I liked the humor in this story regarding cooking the log.

I didn't find any teaching moments here, except to suggest that you read your stories aloud before submitting them. It's a weird phenomenon, but your ears can catch things your eyes don't. For instance, in this story the author used the word prickled and then in the next paragraph used prickling. Oddly enough, you can sometimes find minute things like this if you read the story aloud.

Photo by Heath Alseike via Flickr CC license

Saturday, September 7, 2019

A Labor Day Reunion

by Jill Weatherholt from the September 2, 2019 issue

Tagline: While wandering through her town festival, Phyllis Leslie comes across her old flame, Skip, setting off fireworks of hope in her heart.

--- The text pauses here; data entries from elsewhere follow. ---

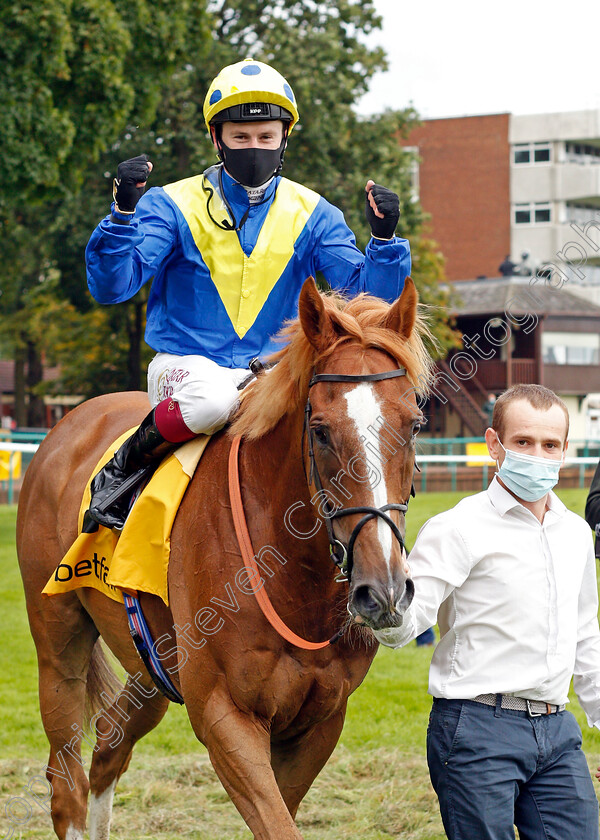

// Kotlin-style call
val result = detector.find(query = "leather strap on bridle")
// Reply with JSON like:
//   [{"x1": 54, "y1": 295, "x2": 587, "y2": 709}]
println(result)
[
  {"x1": 308, "y1": 370, "x2": 409, "y2": 385},
  {"x1": 227, "y1": 364, "x2": 415, "y2": 650},
  {"x1": 304, "y1": 366, "x2": 411, "y2": 580},
  {"x1": 228, "y1": 434, "x2": 338, "y2": 649}
]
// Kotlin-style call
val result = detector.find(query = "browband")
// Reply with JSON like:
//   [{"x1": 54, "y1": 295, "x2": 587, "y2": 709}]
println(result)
[{"x1": 309, "y1": 368, "x2": 407, "y2": 387}]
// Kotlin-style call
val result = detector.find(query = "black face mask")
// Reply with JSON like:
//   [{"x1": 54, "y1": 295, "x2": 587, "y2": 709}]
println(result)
[{"x1": 218, "y1": 138, "x2": 286, "y2": 188}]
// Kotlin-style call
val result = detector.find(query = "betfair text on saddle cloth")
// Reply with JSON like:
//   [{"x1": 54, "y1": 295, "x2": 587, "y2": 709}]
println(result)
[{"x1": 84, "y1": 57, "x2": 412, "y2": 532}]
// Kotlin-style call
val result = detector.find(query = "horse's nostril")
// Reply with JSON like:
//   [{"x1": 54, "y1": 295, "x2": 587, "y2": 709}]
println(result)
[
  {"x1": 399, "y1": 577, "x2": 415, "y2": 609},
  {"x1": 353, "y1": 584, "x2": 383, "y2": 618}
]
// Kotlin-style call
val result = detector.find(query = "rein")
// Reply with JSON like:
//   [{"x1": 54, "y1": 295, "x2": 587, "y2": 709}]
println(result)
[
  {"x1": 228, "y1": 435, "x2": 337, "y2": 649},
  {"x1": 228, "y1": 364, "x2": 413, "y2": 651}
]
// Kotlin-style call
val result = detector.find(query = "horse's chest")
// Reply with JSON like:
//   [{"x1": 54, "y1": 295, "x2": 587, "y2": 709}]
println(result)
[{"x1": 263, "y1": 652, "x2": 370, "y2": 737}]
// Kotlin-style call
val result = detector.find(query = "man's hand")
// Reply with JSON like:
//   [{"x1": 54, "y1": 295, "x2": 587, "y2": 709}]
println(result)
[
  {"x1": 113, "y1": 154, "x2": 153, "y2": 213},
  {"x1": 365, "y1": 180, "x2": 400, "y2": 240},
  {"x1": 595, "y1": 764, "x2": 600, "y2": 782}
]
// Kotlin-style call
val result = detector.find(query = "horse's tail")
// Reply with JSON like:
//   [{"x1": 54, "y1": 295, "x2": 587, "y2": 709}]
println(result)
[{"x1": 85, "y1": 638, "x2": 124, "y2": 725}]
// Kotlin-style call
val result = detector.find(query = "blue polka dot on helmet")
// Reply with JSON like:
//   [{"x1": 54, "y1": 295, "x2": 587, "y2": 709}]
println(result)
[
  {"x1": 203, "y1": 59, "x2": 299, "y2": 132},
  {"x1": 241, "y1": 63, "x2": 262, "y2": 76}
]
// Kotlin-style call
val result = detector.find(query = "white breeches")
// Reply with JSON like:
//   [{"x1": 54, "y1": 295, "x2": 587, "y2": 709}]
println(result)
[{"x1": 147, "y1": 354, "x2": 250, "y2": 435}]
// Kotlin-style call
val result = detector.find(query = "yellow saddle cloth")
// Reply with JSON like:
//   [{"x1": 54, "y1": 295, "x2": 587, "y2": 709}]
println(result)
[{"x1": 43, "y1": 428, "x2": 210, "y2": 606}]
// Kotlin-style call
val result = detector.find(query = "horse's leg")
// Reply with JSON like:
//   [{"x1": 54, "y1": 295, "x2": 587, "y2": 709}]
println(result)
[
  {"x1": 33, "y1": 596, "x2": 99, "y2": 840},
  {"x1": 271, "y1": 708, "x2": 346, "y2": 819},
  {"x1": 72, "y1": 589, "x2": 172, "y2": 840},
  {"x1": 194, "y1": 693, "x2": 304, "y2": 840},
  {"x1": 87, "y1": 676, "x2": 170, "y2": 840}
]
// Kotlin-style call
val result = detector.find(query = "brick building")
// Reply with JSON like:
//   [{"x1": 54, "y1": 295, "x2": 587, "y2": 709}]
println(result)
[
  {"x1": 405, "y1": 113, "x2": 511, "y2": 281},
  {"x1": 404, "y1": 109, "x2": 600, "y2": 284}
]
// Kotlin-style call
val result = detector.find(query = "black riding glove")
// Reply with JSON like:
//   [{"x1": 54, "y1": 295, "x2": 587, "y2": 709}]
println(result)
[
  {"x1": 365, "y1": 184, "x2": 400, "y2": 240},
  {"x1": 113, "y1": 154, "x2": 151, "y2": 213}
]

Observations: This was such a sweet story. And romantic too! Who hasn't imagined their significant other winning a toy for them at a carnival game? I liked the ending and how it tied in wonderfully with that question Phyllis posed to herself at the beginning. And the black moment--when we wonder if Skip will make that third basket--was so unique.

This is a classic and well-written old flame story. In my "advanced" classes, I actually shine some light on the tropes that show up repeatedly in Woman's World stories, and for the old flame trope, I even have a flow chart for the plot points you need to cover. Here's a link for more information about those classes.

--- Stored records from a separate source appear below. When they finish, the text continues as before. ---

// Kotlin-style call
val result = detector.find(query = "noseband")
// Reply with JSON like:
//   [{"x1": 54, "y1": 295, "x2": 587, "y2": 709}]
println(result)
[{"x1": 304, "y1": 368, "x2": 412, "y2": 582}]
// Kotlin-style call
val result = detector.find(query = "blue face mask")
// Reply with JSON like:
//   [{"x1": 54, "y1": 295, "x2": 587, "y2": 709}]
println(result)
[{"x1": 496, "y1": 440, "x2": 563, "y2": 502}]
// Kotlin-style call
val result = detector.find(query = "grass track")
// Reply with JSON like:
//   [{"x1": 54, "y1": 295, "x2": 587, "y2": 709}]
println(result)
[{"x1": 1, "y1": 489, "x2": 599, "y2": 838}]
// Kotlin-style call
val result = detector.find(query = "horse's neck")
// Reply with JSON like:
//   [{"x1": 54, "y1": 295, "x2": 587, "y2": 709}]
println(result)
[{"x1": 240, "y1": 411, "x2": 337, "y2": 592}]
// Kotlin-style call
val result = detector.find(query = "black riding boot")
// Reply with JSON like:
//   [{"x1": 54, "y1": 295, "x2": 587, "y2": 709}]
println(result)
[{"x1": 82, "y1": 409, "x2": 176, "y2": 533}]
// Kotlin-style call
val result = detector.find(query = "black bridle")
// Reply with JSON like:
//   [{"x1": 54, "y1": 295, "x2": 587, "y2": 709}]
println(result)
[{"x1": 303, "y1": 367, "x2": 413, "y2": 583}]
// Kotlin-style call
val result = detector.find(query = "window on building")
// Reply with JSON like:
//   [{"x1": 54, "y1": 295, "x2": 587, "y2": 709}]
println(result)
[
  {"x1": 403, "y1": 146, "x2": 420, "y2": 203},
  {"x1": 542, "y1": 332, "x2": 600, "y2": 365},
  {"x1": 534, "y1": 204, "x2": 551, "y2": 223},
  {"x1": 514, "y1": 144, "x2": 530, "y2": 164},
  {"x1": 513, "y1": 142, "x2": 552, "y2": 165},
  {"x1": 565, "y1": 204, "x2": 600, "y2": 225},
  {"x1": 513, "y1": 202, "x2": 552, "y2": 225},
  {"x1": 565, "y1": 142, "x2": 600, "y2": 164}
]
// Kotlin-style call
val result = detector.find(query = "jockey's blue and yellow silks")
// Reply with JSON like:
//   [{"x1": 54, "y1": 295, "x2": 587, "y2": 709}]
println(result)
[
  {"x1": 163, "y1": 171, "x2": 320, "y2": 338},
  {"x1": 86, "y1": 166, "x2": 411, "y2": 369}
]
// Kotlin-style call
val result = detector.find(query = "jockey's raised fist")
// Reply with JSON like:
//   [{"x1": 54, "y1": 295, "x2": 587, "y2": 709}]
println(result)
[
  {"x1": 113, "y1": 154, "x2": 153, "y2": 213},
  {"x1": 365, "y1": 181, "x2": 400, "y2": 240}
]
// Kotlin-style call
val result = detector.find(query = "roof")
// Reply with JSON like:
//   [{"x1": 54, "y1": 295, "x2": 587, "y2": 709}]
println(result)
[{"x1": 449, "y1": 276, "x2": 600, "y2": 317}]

https://womansworldstyle.blogspot.com/p/workshop-info.html

Photo by Bradley Gordon via Flickr CC license

Wednesday, September 4, 2019

Changing Her Heart

by Rosemary Hayes from the August 26, 2019 issue

Tagline: While investigating her daughter's crush at the local grocery store, Kelly Mathis encounters an old flame...and a second chance at love.

Observations: I freakin loved this story! First of all, I was surprised that the boy at the grocery store, Aaron, was the son of Kelly's girlhood crush, Tim. I'm not sure why I hadn't seen that coming, but I hadn't. Then, I was surprised again that Tim was there. No time was going to pass before we threw these two together again, Kelly wasn't going to go home and dither about contacting him herself, as she had advised her daughter to, nor was she going to just wait for Aaron to pass on the message (or not.) (All three of those options are viable for the story, by the way.)

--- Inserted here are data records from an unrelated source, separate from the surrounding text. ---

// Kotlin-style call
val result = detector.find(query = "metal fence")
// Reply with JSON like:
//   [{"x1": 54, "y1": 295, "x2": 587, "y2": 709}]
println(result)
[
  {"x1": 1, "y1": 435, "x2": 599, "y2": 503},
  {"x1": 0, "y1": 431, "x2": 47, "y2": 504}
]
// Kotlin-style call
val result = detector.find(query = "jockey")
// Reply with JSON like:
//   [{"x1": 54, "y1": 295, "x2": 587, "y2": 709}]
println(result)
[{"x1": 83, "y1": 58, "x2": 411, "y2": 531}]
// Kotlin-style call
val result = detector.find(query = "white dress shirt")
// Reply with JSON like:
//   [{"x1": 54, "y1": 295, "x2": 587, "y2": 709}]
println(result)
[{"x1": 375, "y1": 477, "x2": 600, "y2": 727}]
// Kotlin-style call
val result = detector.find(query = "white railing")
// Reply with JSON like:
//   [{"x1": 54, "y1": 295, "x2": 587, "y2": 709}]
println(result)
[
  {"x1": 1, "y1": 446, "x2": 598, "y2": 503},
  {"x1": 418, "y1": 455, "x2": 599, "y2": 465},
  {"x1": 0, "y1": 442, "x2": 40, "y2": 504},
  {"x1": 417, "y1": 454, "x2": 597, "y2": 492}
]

I didn't really see a black moment, unless it was super subtle when Kelly states that he went to prom with Allison Wise. But the story was still amazing without a moment of worry.

Also Kelly had an observable character arc. She actually learned the lesson that her daughter taught her, which was to just respond to a compliment by saying thank you, instead of deflecting. (How many of us deflect compliments? I, myself, have tried to incorporate this lesson.) It's always a bonus to show your character learning something or growing as a person, and that goes for novels as well as short stories. Showing your character change over time is one of the things that makes them three-dimensional rather than flat.